Instanzieren? Kommt darauf an wie du das gelöst hast.



> muss die Klasse HelperLocation überhaupt eine Activity sein?


Zeigst du die Klasse als Activity an? Wenn nein, nein.



> Activities kommunizieren IMMER über Intents, ist das so?


Es gibt auch andere Möglichkeiten, aber sie sollten über Intents kommunizieren. Das ist am verlässlichsten.



> Wenn ich nun eine Klasse/Activitiy zur Darstellung habe und eine zweite Klasse gebaut habe wo die GPS-Daten abgefragt werden muss das dann auch zwingend eine Activity sein?


Nein, wieso auch? Soll ja GPS-Daten abfragen und nicht Activity sein.



> Kann ich auch in meiner Darstellungsklasse eine Objekt der GPS-Datenklasse instanzieren?


Warum nicht, aber es ist prinzipiell klüger solche Dinge in Services auszulagern. (Aber vergiss einmal den Begriff Service bis du die absoluten Basics verstanden hast.)



> oder ruft die eine Klasse die andere immer über einen Intent auf? (Kann doch nich sein, oder?)


Das wäre z.B. mit Services möglich. Also ein Hintergrunddienst der die GPS-Abfragen macht. Solche Services können dann BroadcastReceiver registrieren, die auf bestimmte Intents reagieren. Auf welche Intents kommt auf die gesetzte Action in den IntentFiltern an. Das geht natürlich auch vice versa. Aber fang mal klein an und versuche Activities zu verstehen bevor du zu den Services übergehst.



> kann ich denn eine aufgerufene Activity auch schlafen legen und wieder zurück zur aufrufenden Activity kehren?


Was verstehst du unter "schlafen"? Du kannst sie mit finish() beenden und dann kommst du zur letzten Activity am Activity-Stack deiner App zurück.



> würde man das so machen, daß meine Hauptklasse die Klasse zur Positionsbestimmung aufruft und dann wieder Hauptklasse zurückkehrt (und das über Activities???)
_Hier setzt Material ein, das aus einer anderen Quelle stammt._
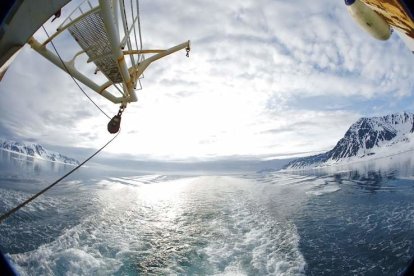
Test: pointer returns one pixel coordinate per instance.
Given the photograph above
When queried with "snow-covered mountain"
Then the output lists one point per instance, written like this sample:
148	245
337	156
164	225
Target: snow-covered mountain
36	151
367	138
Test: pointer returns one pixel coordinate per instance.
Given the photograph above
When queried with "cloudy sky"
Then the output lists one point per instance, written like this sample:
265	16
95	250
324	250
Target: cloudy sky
265	78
Nein, das hört sich falsch an. Ich sehe zwei vernünftige Möglichkeiten:
1. Du registrierst einen Service der die GPS-Location tracked. Über Intents oder ein ServiceBinding greifst du darauf zu. Ein ServiceBinding funktioniert wie RMI, du bindest dich an den Service und kannst dann ein Stub-Objekt verwenden um darauf zuzugreifen. Zweite Kommunikationsmöglichkeit ist, dass du das über Broadcast-Intents machst.
2. Du verwendest direkt deine Helper-Klasse die, die GPS-Daten holen in deiner Activity. *Empfehle ich dir*, da du dich so in viel weniger Technologien einlesen musst. Du scheinst ganz am Anfang zu stehen, also ist es gescheiter, du schaffst mal eine simpler gestrickte App zu programmieren bevor du dich in alle mögliche Konzepte stürzt ohne eine Chance auf Durchblick zu haben.



> Kann mir jemand eine gute Quelle nennen wo ich mir das mal ansehen kann????
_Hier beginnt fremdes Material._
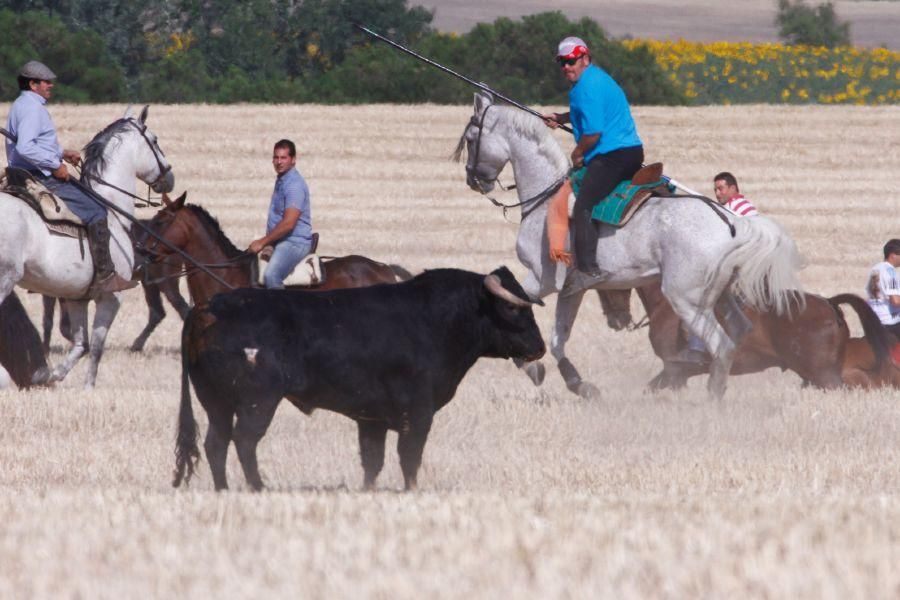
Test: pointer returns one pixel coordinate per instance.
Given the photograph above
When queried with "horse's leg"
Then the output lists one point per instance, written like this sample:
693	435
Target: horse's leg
535	368
107	307
702	322
567	306
173	295
49	310
250	426
77	310
157	313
Was genau? Code gibt's genug im Internet. Z.B.: auf meiner github Seite findest du gleich drei Android-Projekte soup-checker (kleine App die RSS-Feeds lesen kann), purchy gnome (kleine App zum Rechnungen speichern), Restl (Infrastrukturframework für Netzwerkkommunikatiion - nicht fertig, aber du siehst einmal wie so Services funktionieren. Hier wäre z.B. auch eine Broadcast-Infrastruktur bei Services abgebildet. Ist aber glaub ich ziemlich heavy für einen Anfänger.)



> Irgendwie fällt mir die objektorientierte Denke echt schwer.


Das ist wahrscheinlich dein Grundproblem. Schau dir einmal folgende Sachen an:
OOP-Skriptum der TU Wien
Head First Design Patterns



> Kann mir irgend jemand gute Android-Tutorials sagen?


Android UI Fundamentals Damit hab ich den Einstieg in Android geschafft. 
Ansonsten kann man generell die Vogella-Tutorials empfehlen.


----------



## aquarium1974 (4. Okt 2012)

Super! Danke für die ausführlichen Antworten!
Gruss

Peter


----------